Sulla Rai il talent delle startup

La Rai vuole fare un X-Factor delle idee, con lo stesso conduttore, Cattelan. Le startup sono sulla bocca di tutti: non è una buona notizia.
La Rai vuole fare un X-Factor delle idee, con lo stesso conduttore, Cattelan. Le startup sono sulla bocca di tutti: non è una buona notizia.

Un talent sulle startup. Detta così, vien voglia di sperare nella profezia Maya, ma nel caso la fine del mondo si riveli – come è altamente probabile – un equivoco, dovremo purtroppo vedere anche questo, l’abbinamento di due fra i termini più in voga nelle nuove generazioni in un format televisivo. La mise en abîme è venuta ai dirigenti di viale Mazzini, sarà perciò la Rai, il servizio pubblico, a produrre un “X-Factor” delle nuove imprese tecnologiche e, tanto per non farsi accusare di avere idee troppo originali, hanno pensato di farlo condurre alla medesima persona, Alessandro Cattelan. Non si trattiene la domanda retorica: ma non se ne poteva proprio fare a meno?

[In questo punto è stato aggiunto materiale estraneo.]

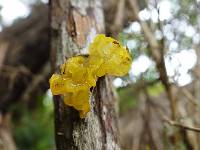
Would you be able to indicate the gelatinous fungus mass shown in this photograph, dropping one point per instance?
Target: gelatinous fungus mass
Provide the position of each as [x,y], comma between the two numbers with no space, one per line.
[79,73]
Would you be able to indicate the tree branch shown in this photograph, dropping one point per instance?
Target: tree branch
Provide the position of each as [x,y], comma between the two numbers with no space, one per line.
[173,123]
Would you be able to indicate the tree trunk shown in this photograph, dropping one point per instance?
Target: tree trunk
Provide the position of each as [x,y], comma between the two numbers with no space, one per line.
[74,24]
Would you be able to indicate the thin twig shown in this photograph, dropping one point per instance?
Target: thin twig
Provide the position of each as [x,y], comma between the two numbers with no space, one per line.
[173,123]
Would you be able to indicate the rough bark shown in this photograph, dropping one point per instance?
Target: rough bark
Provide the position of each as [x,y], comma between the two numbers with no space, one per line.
[74,24]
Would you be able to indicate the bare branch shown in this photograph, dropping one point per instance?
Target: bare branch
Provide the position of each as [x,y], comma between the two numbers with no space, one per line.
[173,123]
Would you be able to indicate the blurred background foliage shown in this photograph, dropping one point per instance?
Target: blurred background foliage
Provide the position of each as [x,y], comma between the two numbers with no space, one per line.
[176,23]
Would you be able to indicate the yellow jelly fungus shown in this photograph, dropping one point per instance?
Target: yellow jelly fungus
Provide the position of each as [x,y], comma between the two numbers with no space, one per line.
[80,73]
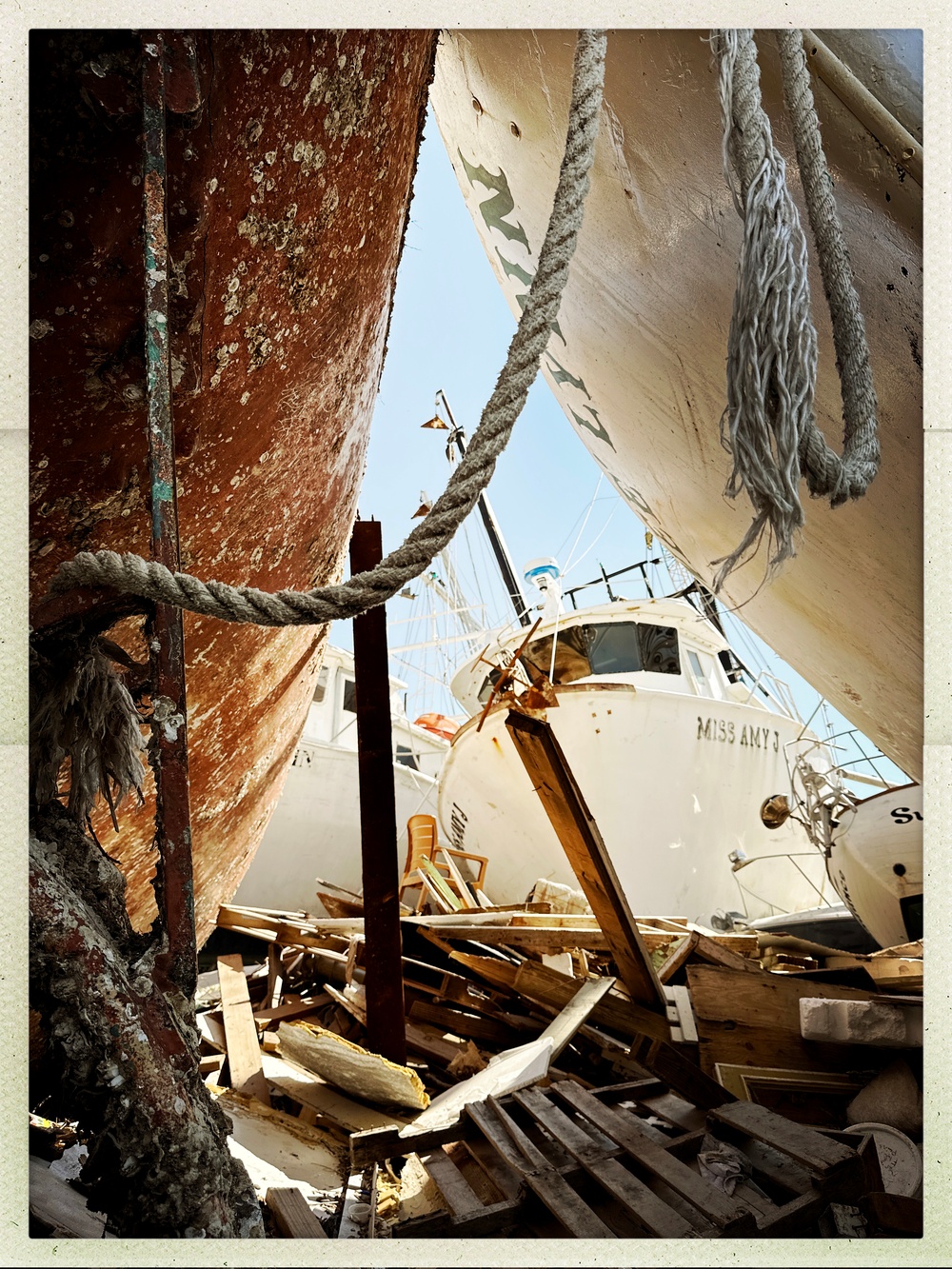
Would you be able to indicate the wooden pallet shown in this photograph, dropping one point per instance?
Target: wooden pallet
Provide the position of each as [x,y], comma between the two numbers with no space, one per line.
[624,1162]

Pare di no, almeno stando alle indiscrezioni pubblicate in questi giorni da alcuni blog che si occupano di televisione. Del nuovo programma si conosce già tutto: il nome provvisorio, Startup (è anche una rubrica di Rai5, ma questo sarebbe il meno), il conduttore, il format (un talent in cui viene messa in palio una cifra importante), il palinsesto (Rai 1) e la programmazione: la prossima primavera, in quattro puntate come minimo, in diretta.

La logica dei dirigenti televisivi è la seguente: la Rai è una grande azienda che già produce cinema, sostiene progetti, ha un contratto di servizio che – pure decurtato dagli aspetti previsti dal testo unificato Gentiloni-Palmieri escluso dall’Agenda Digitale – punta all’investimento sulla creatività giovanile. Un esempio, molto serio e ben fatto, è EtaBeta, il programma di Radio1 condotto da Massimo Cerofolini.

Ma la televisione, e il talent in particolare, sono la risposta giusta? Probabilmente no. Anzi, quasi certamente. L’Italia è un paese strano, dove per due decenni si sono distrutti i sogni di una generazione, calpestata da precariato, vuoti legislativi, perdita di quote di mercato, debito pubblico, corruzione politica, crisi economica. Ora, sull’orlo del baratro, con poche modifiche legislative – i criteri sulle startup, qualche credito d’imposta – e tantissimo lavoro silenzioso da fare, non c’è angolo del paese dove non si trovino incubatori, talent garden, premi, eventi, manifestazioni, pitch. È un fatto positivo, ma tutto è improvvisamente startup, una qualunque idea è una startup. Non abbiate paura: una startup ci salverà.

In questo orizzonte un po’ soffocante degli infiniti eventi, dei grandi giornali che fanno a gara a colpi di blog e rubriche, tutta questa ansia di dire tutto, di far vedere tutto, sarebbe degno della intelligenza che riconosciamo agli startupper italiani se decidessero di chiamarsi fuori dallo sfruttamento della tivù generalista, lasciando in un rispettoso cono d’ombra il cuore di questo mondo fatto di rischio, di idee, di lavoro, di pensiero, di viaggio, di passione. Destino più desiderabile, almeno secondo gli stessi fautori di tutto ciò che è sempre stato avanguardia nella storia dell’arte e della tecnologia, del rischio che stiamo correndo: la banalizzazione.